The question is, what did James Madison mean when he wrote “retained by the people” in the 9th Amendment — and “reserved to the States respectively, or to the people” in the 10th Amendment?
Which people? Pretty clearly, since he differentiates between “the States” vs. “the people” in the 10th Amendment, he means the people as individuals and/or voluntary groups.
But for the short-comings and limitations of the English language — having only “us” or “we” to refer to other folks rather than the wealth of more precise and limiting alternatives in many native languages — “retained by the people” would be thoroughly defined and would rarely refer to everyone — as do “us” and “we” in English.
However Mr. Madison, constrained by those short-comings and limitations, seemingly left the door open for “the States” — meaning their governments — to do as they please as long as they don’t directly violate The Constitution. FWIW, my guess is he didn’t mean it that way.
If it wasn’t for those short-comings and limitations of the English language, Mr. Madison would likely have been more precise and would have indicated he meant “the people” as individuals and/or voluntary groups.

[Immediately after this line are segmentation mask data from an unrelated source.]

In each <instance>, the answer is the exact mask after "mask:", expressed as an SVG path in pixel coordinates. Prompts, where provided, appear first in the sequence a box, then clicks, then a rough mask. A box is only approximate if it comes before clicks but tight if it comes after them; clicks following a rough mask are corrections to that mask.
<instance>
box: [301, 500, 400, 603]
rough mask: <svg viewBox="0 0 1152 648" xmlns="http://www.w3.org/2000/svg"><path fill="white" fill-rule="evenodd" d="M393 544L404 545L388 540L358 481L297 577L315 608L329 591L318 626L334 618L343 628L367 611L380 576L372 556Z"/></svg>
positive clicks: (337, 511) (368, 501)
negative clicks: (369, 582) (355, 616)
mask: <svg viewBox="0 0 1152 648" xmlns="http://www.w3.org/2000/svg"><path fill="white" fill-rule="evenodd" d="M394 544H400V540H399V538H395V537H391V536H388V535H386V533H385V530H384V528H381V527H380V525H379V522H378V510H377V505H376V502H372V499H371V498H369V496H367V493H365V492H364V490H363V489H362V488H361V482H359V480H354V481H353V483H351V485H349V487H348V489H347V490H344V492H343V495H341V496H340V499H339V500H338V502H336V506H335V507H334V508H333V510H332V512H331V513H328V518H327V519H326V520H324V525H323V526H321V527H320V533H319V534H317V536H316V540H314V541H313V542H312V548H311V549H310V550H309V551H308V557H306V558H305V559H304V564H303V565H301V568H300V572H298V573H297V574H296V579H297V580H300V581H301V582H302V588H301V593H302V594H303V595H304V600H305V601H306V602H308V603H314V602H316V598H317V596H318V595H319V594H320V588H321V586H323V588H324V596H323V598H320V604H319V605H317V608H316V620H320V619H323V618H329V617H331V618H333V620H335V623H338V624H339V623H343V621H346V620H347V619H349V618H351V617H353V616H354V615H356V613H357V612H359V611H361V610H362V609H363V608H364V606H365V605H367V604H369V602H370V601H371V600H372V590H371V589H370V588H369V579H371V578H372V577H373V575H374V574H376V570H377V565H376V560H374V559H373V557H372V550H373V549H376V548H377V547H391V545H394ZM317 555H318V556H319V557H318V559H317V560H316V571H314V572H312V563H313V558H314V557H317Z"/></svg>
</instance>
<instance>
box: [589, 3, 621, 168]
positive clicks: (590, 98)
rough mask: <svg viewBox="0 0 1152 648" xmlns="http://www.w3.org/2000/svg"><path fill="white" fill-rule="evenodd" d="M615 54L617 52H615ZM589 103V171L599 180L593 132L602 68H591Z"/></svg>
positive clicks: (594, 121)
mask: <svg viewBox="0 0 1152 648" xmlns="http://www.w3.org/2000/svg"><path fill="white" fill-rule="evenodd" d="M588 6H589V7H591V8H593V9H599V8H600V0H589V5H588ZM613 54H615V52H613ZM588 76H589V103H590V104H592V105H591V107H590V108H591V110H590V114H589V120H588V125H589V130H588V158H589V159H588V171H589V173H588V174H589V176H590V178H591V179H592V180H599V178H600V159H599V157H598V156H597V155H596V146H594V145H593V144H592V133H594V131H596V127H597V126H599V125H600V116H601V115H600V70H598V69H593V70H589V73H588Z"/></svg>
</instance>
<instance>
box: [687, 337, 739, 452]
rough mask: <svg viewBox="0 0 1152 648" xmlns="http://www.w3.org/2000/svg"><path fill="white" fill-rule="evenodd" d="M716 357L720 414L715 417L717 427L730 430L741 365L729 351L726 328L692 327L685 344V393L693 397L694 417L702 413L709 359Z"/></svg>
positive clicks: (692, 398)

Further, since the word “democracy” does not appear anywhere in the founding documents — and since the founders had a healthy disrespect for the idea of “democracy“ like this – – –
“Mankind will in time discover that unbridled majorities are as tyrannical and cruel as unlimited despots.” –U.S. “Founding Father” John Adams
And this – – –
“An elective despotism was not the government we fought for” –Thomas Jefferson: Notes on Virginia Q.XIII, 1782. ME 2:163
And particularly Mr. Madison himself – – –
“Hence it is that such democracies have ever been spectacles of turbulence and contention; have ever been found incompatible with personal security or the rights of property; and have in general been as short in their lives as they have been violent in their deaths.” –James Madison, Federalist Paper 10
– – – we might safely conclude that the phrases “to the people” (10th Amendment) and “by the people” (9th Amendment) meant “people” as individuals or voluntary groups (natural democracy) and not as just another “winner takes all” coercive State democracy, forced on everyone by vote.
The conversation about abortion you never hear is that no matter how appealing it might seem to some, NO government, neither State nor Federal, should have the right to force a woman to be, like livestock, a forced breeder.
Always remember what “Made America Great” the first time: Everyone — especially governments — minded their own business. In the case of U.S. governments, that means their business is “enumerated and thus limited.”
The repeal of Roe vs. Wade should have meant that the decision to have an abortion was left up to each individual woman, not a coercive State government.
Now apply that principle, embodied in the 9th and 10th Amendments, across the board.